Check out this bombshell.

(O.o) Say wuuuuut?


Yeah, you're seeing that right. The Page of Cups, King of Cups (partnered with the Two of Swords), and The Lovers (partnered with the Ten of Cups).

Those two extra cards refused to be separated from their partners, so I kept them around as clarifiers.
Seriously, have you ever seen a more intense love interest? Look at it! Obviously, Mr. King o' Cups has some pretty difficult decisions to make (why?), but this is the most happily ever after soul mate twin flame bullshit I have ever seen. Ever. Ever ever ever. It was so intense, I made it my FB cover photo a few days later.

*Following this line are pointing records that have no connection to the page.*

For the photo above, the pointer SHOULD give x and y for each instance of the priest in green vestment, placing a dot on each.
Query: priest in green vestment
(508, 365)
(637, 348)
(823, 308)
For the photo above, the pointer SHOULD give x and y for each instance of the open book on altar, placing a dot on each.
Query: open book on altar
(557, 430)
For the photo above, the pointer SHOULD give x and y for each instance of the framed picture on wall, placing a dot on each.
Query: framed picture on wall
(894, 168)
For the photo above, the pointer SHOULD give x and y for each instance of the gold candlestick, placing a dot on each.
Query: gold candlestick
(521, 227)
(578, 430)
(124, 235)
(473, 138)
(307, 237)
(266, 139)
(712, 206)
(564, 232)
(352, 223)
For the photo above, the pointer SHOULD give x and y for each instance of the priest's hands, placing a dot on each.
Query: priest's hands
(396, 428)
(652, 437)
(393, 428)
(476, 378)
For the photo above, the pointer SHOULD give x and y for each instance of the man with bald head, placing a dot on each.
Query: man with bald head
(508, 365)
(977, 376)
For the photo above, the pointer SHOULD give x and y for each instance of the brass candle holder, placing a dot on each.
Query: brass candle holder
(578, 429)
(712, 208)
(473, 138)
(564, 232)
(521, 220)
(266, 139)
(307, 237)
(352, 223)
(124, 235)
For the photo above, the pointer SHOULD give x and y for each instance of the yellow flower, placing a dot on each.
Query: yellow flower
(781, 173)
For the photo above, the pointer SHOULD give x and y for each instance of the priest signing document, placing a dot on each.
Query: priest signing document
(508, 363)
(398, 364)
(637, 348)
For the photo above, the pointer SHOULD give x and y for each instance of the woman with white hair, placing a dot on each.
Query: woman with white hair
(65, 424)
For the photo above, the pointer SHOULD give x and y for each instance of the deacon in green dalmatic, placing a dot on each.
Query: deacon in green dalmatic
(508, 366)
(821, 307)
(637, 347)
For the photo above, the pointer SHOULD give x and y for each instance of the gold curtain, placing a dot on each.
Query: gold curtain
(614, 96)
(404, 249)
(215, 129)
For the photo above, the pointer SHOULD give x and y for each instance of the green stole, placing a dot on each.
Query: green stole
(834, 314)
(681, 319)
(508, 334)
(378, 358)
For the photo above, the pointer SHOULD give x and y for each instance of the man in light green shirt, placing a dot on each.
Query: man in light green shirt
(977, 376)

Okay, time to breath again and figure out what this actually means. I wasn't cheating, I didn't know anyone who might have been harboring a secret burning passion for me...maybe I'd be getting a dog? Dogs are pretty loyal. But I live in an apartment. I can't have a fucking dog.  What (and I cannot stress this enough) the fuck?

And to make matters worse, I asked the very same question a month ago, and GUESS WHAT.

Okay, now you're just being mean.

The fuggin' Knight of Cups, Judgement (!!!), and the Ace of Cups.

I'm honestly kind of terrified by this. I don't even want to speculate on it, so instead, I've been doing what any perfectly sane person would do by holding my breath and trying not to think about Mr. Right. He's definitely not the balding fuck who bothers me on messenger every day. Definitely not the creep who sent me the dick pic on Instagram and called me a fat whore when I didn't respond. It's gotta be a dog.

So much for not thinking about it. Ugh.

Mr. Right, if you're reading this right now, I need you to bark three (3) times in rapid succession to let me know this is real. I can't stand not knowing for sure, and I really do hate to assume you're someone you're not. I understand that the Two of Swords has you in a bit of a bind - surely your current owner is lovingly giving you chin or ear scritches as I type, but dammit, you belong to me now. Clearly.